Common steps and sub-activities
Lewis Carroll’s forced belief in the ‘illogical’
Lewis Carroll’s first method was to try to convince yourself that something you found illogical or wrong was right………
Lewis Carroll – Alice Through the Looking Glass
‘Now I’ll give you something to believe in’ [said the White Queen] ‘ I’m just 101, 5 months and a day’.
‘I can’t believe that’ said Alice.
‘Can’t you!’ the Queen said in a pitying tone ‘Try again: draw a long breath and shut your eyes’.
Alice laughed ‘There’s no use trying’ she said ‘one can’t believe impossible things’.
‘I daresay you haven’t had much practise’ said the Queen ‘When I was your age, I always did it for half an hour a day. Why sometimes I’ve believed as many as six impossible things before breakfast’.
Aleister Crowley also used this.
Aleister Crowley – Book of Lies
Yet by forcing the brain to accept propositions of which one set is absurdity, the other truism, a new function of brain is established.
Unreason becomes experience.
Remember that this work by Crowley is called the Book of Lies for a reason.
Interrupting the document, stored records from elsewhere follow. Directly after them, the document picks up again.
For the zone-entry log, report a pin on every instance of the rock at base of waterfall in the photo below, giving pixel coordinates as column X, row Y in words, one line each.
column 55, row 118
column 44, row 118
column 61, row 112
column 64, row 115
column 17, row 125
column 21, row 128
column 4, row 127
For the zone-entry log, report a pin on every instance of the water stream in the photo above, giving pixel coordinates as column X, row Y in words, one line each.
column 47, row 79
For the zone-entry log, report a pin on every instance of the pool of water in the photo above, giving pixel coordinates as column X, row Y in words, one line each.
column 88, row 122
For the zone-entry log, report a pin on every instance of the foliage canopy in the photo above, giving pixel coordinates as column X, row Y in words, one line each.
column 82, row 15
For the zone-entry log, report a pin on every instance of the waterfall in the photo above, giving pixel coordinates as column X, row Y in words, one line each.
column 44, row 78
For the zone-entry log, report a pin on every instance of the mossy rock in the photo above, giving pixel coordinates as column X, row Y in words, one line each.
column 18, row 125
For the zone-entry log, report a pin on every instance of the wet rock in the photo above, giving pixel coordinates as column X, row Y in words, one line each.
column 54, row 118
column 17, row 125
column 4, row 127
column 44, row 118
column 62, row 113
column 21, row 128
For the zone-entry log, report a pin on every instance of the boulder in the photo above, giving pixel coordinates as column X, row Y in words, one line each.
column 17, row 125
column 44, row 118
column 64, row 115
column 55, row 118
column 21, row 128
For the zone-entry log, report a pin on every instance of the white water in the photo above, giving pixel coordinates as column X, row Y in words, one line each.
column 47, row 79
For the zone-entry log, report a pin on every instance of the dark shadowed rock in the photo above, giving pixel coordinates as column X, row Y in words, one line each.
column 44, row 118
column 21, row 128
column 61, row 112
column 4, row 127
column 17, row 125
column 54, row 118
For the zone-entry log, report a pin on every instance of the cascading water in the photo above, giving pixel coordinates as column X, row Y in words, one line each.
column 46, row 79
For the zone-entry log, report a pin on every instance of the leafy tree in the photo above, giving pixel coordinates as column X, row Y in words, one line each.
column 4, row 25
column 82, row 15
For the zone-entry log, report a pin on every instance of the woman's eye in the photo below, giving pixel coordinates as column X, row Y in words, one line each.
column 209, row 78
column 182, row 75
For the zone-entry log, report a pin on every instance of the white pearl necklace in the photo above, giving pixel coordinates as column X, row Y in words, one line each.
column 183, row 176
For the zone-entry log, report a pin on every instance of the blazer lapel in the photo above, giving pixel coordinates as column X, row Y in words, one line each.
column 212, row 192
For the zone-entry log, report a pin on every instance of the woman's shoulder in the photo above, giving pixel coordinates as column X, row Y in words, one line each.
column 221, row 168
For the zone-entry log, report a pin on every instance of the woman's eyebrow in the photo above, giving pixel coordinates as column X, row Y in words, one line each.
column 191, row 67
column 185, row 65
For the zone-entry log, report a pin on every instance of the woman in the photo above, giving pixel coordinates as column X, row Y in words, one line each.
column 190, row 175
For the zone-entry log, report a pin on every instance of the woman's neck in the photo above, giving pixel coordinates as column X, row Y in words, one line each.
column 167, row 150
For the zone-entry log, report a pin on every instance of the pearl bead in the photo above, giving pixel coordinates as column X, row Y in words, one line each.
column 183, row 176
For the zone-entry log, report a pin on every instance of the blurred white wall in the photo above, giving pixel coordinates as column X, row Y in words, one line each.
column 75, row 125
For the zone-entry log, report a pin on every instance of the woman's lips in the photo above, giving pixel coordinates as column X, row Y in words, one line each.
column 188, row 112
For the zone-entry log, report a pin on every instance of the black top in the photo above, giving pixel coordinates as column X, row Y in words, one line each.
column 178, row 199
Aleister Crowley – Book of Lies
THE GAROTTE
IT moves from motion into rest, and rests from rest into motion. These IT does alway, for time is not.
So that IT does neither of these things. IT does THAT one thing which we must express by two things neither of which possesses any rational meaning.
Yet ITS doing, which is not-doing, is simple and yet complex, is neither free nor necessary.
For all these ideas express Relation; and IT, comprehending all Relation in ITS simplicity, is out of all Relation even with ITSELF.
All this is true and false; and it is true and false to say that it is true and false.
Strain forth thine Intelligence, O man, O worthy one, O chosen of IT, to apprehend the discourse of THE MASTER; for thus thy reason shall at last break down, as the fetter is struck from a slave's throat.